3. Sweet Ginger Tofu & Pak Choi
- 1 cup fresh firm tofu, drained and pressed
- 2 tbsp groundnut oil
- 1cm piece of fresh ginger, thinly sliced
- 2 cups pak choi, leaves separated
- 1 tbsp Shaohsing rice wine
- 1 tbsp rice vinegar
- ½ tsp dried chili flakes
- Pinch salt and pepper to taste
- Cooked Jasmine rice to serve
- For the Marinade
- 1 tbsp ginger, grated
- 1 tsp dark soy sauce
- 2 tbsp light soy sauce
- 1 tbsp brown sugar
- After pressing all the liquid out of your tofu, lightly prick a few holes with a toothpick and cut them into bite-sized cubes.
- Combine all marinade ingredients and coat the tofu thoroughly, setting aside for 10-15 minutes.

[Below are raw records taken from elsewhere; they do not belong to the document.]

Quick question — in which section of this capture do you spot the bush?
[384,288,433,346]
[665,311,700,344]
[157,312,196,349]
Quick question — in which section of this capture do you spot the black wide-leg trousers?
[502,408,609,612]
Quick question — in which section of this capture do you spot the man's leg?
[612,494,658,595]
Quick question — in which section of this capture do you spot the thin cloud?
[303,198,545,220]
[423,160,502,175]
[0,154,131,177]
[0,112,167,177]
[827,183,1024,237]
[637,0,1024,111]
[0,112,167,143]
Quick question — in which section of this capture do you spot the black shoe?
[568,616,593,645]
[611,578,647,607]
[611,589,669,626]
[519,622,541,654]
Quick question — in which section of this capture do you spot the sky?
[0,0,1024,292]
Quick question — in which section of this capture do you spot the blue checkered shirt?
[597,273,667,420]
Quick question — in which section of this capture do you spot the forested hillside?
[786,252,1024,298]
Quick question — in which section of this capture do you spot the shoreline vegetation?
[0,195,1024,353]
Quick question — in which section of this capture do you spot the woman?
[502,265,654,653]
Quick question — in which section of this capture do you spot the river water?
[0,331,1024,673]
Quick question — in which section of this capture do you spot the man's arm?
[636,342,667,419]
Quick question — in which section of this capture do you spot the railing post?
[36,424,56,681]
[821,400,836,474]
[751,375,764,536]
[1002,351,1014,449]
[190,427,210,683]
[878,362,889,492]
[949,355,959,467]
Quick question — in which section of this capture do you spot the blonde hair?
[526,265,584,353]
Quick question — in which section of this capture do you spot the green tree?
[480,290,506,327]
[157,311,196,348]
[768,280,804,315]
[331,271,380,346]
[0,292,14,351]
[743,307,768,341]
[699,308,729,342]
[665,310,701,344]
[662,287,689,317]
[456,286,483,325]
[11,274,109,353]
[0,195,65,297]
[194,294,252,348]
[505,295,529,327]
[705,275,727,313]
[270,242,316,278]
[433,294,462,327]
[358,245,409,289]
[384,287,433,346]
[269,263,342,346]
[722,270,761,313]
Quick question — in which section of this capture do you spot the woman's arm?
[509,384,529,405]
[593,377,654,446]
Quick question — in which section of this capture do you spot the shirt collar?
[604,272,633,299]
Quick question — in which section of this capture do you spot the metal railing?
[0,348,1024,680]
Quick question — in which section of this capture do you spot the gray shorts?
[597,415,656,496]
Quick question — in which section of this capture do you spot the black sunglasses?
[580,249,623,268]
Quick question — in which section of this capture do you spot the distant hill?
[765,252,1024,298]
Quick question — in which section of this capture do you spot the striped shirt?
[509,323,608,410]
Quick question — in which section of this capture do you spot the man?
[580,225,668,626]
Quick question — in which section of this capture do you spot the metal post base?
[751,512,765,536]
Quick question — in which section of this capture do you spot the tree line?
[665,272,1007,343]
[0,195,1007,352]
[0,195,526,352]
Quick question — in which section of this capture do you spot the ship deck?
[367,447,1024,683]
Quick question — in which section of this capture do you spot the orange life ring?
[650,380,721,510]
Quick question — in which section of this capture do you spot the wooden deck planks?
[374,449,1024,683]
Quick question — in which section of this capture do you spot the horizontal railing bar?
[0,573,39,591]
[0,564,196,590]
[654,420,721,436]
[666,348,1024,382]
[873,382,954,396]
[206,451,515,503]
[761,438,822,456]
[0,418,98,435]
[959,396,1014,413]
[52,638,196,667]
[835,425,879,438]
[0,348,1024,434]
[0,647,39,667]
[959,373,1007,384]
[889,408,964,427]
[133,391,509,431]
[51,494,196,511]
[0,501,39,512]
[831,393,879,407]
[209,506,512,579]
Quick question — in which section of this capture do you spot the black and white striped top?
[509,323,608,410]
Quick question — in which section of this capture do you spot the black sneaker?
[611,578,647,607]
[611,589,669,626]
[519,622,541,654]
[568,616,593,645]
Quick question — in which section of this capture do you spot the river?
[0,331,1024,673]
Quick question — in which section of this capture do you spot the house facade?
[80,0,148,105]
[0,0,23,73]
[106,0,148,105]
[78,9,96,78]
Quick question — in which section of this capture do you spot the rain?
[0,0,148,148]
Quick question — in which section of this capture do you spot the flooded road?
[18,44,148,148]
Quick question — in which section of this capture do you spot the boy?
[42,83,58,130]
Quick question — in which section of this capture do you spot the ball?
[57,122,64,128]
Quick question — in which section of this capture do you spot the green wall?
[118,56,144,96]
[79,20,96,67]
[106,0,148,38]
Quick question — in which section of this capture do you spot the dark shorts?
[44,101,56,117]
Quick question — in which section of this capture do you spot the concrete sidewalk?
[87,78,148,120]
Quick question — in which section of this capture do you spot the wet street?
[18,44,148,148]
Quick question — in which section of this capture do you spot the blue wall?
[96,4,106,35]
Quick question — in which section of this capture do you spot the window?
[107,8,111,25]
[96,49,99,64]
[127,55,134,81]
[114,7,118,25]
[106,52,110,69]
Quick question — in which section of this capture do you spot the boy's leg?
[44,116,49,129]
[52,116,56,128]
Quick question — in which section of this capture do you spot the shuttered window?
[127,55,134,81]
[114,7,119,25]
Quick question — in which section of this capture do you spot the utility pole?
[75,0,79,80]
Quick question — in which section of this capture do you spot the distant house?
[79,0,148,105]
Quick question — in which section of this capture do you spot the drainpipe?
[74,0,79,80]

- In the meantime, heat a wok over high heat and add 1 tbsp groundnut oil.
- Once the wok starts smoking, add ginger slices and stir-fry for a few seconds before adding the pak choi leaves.
- Stir-fry for 1-2 minutes, then add a splash of water to create a little steam.
- Cook for an additional 2 minutes until the pok Choi leaves are wilted and season with salt and pepper.
- Transfer leaves to a serving dish and add the remaining oil to the wok.
- Once the oil is smoking again, add the tofu pieces and stir-fry for 5-10 minutes, saving the marinade liquid.
- Add rice wine and vinegar to the tofu, slowly incorporate the marinade liquid, and toss to combine.
- Allow the liquids to bubble and reduce before sprinkling over chili flakes.
- Toss well to combine, then spoon over the pak choi and serve with Jasmine rice.